In our FPGA implementation, all the kernel entries were computed in 4.1 ms at \(N=1000\); and the execution time including CPU–FPGA communication overhead was 15.4 ms at \(N=1000\). In other words, our FPGA implementation achieved a 1784 × improvement in comparison with the CPU counterpart. Also, the execution time including the communication overhead was 472 times faster (Fig. 2d); moreover, in comparison with the execution by a QASM simulator (assuming that the computation cost grows as \(\mathcal{O}\left({N}^{4}/{\varepsilon }^{2}\right)\) operations), a 10 million times speedup was accomplished at \(N=400\) (Fig. 2d). The results show that our FPGA implementation is highly efficient in terms of the number of data samples, with a modest number of entangling qubits (up to 6 qubits) being used in our quantum feature map. Owing to the limitation of the internal memory and digital single processors within an FPGA, however, our implementation technique will be prohibitive for \(n\) large than 8. Nonetheless, for our machine-learning tasks, this can be overcome by dividing input features into a number of blocks, and each block’s quantum kernel can be efficiently computed in FPGA. Thus, the FPGA-based simulator accelerates the numerical simulations of QSVM using our quantum kernel and allows us to validate its applicability to much larger features in quantum kernel methods.
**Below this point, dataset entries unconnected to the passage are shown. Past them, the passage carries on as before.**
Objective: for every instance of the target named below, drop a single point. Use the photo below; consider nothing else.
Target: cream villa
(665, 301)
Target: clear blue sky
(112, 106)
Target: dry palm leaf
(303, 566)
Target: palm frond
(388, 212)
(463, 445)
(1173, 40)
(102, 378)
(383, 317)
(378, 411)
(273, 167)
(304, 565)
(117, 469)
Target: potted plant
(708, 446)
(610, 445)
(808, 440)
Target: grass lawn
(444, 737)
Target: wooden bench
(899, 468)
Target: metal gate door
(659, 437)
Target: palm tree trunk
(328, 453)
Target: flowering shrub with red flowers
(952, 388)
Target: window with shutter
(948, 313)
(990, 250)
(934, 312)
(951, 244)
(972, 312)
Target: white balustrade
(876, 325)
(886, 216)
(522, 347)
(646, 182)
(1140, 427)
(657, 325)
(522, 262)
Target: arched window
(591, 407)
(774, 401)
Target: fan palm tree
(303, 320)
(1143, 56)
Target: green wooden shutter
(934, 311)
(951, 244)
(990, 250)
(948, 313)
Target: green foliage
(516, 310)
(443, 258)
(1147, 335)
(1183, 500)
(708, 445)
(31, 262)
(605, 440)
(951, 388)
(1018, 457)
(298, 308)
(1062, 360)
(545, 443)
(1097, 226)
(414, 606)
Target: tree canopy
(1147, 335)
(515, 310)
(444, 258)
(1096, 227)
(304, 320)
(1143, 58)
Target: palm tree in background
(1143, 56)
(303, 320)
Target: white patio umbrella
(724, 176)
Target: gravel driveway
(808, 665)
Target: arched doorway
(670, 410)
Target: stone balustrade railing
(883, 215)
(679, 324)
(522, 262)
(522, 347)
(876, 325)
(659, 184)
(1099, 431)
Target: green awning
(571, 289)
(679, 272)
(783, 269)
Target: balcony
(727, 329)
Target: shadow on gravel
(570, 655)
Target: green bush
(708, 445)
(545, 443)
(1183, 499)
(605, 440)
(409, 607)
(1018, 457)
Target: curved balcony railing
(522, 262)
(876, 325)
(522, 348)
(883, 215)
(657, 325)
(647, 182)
Binary classification on Fashion-MNIST dataset

Having shown the accuracy and efficiency of our FPGA-based quantum kernel estimation, we now turn to the performance of our quantum kernel. To begin with, we trained classical and quantum SVMs on Fashion-MNIST and obtained 45 binary classifiers. Among 45 pairs of binary classification tasks from 10 categories of Fashion-MNIST39 (0, t-shirt/top; 1, trouser; 2, pullover; 3, dress; 4, coat; 5, sandals; 6, shirt; 7, sneaker; 8, bag; 9, ankle boots), about half the pairs of classification tasks were relatively easy to distinguish. On the other hand, more challenging tasks such as pullover versus shirt (2 vs. 6), pullover versus coat (2 vs. 4), and coat versus shirt (4 vs. 6) classification tasks were somewhat difficult to distinguish (e.g., the images of pullovers are more similar to those of coats than to those of trousers). Hence, we focused on the three binary classification tasks and investigate the performance in detail (Fig. 3).

Figure 3
figure 3

Train and test accuracies of the quantum kernel on the Fashion-MNIST dataset. (a) Training and test accuracies with a range of features from \(d=4\) to \(d=780\) using 1000 data samples. The coat versus shirt (4 vs. 6) classification task was used. The performance of the Gaussian kernel with the optimized bandwidth for each dimension (train: red triangle; test: yellow triangle) is compared with that of the quantum kernel (train: green circle; test: blue circle). Note that the performance of our quantum kernel without introducing any hyperparameter is comparable to that of the classical kernel with the optimized bandwidth for the dimension \(d\) smaller than \(\sim\) 300. Introducing the scaling parameter improved the performance of our quantum kernel for the dimension \(d\) larger than \(\sim\) 300, which is indicated by the blue dotted line. (b) Test accuracies obtained by the quantum kernel for a range of features with varying the number of data samples (\(N=20, 100, 500, 1000, 4000\)). The results were averaged over the three tasks: pullover versus shirt (2 vs. 6), pullover versus coat (2 vs. 4), and coat versus shirt (4 vs. 6) classification tasks. (c) Best test accuracies with respect to the number of data samples \(N\), up to \(N=4000\) for the best classical (red triangle) and the quantum (blue circle) kernels. Each plot represents the best test accuracy for a given \(N\). The results were averaged over the same three tasks as in (b). (d) The effect of quantum entanglement within a block (the block size \(n=2, 3, 6\)). The coat versus shirt (4 vs. 6) classification task was used. The shaded regions indicate the standard deviation over 6 independent runs.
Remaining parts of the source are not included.